While the game is the ostensible draw for Desert Bus for Hope, that last point is the real reason the live-stream has had a steady audience in the 4,000 – 5,000 range since this year’s run kicked off on November 17. The driver is never alone: there’s always a host of other volunteers in the room performing skits and songs, chatting casually, accepting challenges from the viewers, and auctioning off or giving away prizes donated by absurdly talented crafters. The real meat of Desert Bus comes with sinking in to watch for a good length of time, and just revelling in the fun, the positivity, and the hope mentioned in the event’s title.
That tone of the event, the good-naturedness of it all, permeates every aspect of the week. Even beyond the fact that the volunteers putting on the event are putting in an incredible amount of effort and time to raise a massive amount of money for charity, over the course of the week, you’ll realize that they are also a group of wonderful, caring people. It’s from the little things, like making a point to use inclusive language such as welcoming people of all genders rather than “ladies and gentlemen,” or making the event family friendly by replacing swear words with the word “bus” (though slip-ups happen with unsurprisingly regularity). There are bigger gestures, too: there’s a blanket ban on discussing current events (namely politics) on camera or in the chatroom, and more so than ever this year, that’s a much needed reprieve.
We can’t, and shouldn’t, hide from the myriad of turmoils going on in the world right now, but we also can’t immerse ourselves in them 24/7, all year long. We have to take breaks, to have a chance to laugh until we cry, to get lost in the crazy shenanigans until we realize it’s 4:00 a.m., and to immerse ourselves in an overpowering environment of positivity and love. For me, Desert Bus is that week, and this is my eighth year of that tradition. As much as possible without failing classes or skipping out on work, I dedicate this week to relaxing and recharging with a group of people who remind me that, for all of the world’s problems, it’s filled with genuinely amazing, caring, generous people.
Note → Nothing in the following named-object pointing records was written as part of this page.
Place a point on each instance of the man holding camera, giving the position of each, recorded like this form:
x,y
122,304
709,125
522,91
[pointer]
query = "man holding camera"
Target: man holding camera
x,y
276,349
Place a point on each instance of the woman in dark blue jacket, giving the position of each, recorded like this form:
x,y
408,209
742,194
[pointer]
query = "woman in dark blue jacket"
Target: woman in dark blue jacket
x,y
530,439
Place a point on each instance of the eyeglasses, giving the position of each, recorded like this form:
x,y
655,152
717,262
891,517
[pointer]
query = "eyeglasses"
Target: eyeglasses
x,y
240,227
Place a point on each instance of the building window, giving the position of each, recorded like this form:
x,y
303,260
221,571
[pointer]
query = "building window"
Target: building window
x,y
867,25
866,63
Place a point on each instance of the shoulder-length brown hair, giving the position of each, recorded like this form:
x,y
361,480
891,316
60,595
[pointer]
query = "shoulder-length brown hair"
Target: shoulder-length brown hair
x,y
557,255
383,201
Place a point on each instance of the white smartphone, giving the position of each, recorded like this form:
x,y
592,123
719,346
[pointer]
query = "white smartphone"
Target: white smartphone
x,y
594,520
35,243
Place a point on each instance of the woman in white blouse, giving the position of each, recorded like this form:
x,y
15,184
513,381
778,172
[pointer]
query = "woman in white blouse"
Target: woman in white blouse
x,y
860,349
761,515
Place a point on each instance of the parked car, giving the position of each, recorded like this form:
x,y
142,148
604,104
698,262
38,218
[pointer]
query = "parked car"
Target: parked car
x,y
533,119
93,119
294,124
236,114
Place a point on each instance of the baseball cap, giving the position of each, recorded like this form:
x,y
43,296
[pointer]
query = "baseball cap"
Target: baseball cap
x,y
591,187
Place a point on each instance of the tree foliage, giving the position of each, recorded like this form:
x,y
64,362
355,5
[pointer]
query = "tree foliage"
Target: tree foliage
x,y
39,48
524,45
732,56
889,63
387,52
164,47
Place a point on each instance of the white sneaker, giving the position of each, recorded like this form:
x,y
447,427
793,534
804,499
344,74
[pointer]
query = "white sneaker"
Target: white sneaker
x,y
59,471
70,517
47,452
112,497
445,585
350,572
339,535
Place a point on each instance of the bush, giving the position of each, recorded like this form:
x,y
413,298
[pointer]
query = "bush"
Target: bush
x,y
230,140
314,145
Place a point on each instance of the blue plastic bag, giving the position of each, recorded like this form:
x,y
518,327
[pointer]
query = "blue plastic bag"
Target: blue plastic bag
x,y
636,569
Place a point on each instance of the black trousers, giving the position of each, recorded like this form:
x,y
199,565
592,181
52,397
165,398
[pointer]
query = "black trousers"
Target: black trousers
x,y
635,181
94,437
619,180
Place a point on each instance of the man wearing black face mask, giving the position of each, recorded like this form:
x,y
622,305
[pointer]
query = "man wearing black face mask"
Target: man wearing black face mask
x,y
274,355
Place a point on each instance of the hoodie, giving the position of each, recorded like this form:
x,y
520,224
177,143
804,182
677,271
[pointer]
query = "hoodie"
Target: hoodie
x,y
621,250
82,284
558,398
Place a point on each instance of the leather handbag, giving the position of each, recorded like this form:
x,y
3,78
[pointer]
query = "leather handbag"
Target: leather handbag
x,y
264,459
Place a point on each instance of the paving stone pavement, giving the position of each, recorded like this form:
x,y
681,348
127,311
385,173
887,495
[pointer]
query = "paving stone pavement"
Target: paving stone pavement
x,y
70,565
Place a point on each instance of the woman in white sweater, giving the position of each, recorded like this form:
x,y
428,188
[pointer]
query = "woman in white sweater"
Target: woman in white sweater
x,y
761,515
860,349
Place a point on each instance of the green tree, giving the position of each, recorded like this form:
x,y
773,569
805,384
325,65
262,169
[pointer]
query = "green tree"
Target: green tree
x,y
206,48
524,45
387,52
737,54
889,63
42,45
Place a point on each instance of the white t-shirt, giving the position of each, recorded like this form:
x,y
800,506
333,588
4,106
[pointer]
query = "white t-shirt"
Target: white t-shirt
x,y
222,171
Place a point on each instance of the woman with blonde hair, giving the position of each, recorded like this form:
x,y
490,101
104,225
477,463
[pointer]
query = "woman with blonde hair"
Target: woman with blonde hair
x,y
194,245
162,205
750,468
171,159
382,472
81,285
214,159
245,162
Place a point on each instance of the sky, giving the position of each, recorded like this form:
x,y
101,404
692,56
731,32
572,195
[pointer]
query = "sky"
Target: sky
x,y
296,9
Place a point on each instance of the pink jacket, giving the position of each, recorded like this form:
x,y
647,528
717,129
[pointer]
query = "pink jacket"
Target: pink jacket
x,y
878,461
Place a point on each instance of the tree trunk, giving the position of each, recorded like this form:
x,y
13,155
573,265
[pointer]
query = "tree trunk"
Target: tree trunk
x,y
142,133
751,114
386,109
That’s where the hope part comes from, and if the world has enough people as amazing as the ones involved in Desert Bus, both on screen, and the thousands of supporters around the world, I think we can have some hope for the future.
If you want to join in on the adventure, Desert Bus for Hope will be streaming until sometime late Thursday, November 23, or early November 24, depending on donations. You can watch, join the chat, challenge the volunteers, or donate at www.desertbus.org.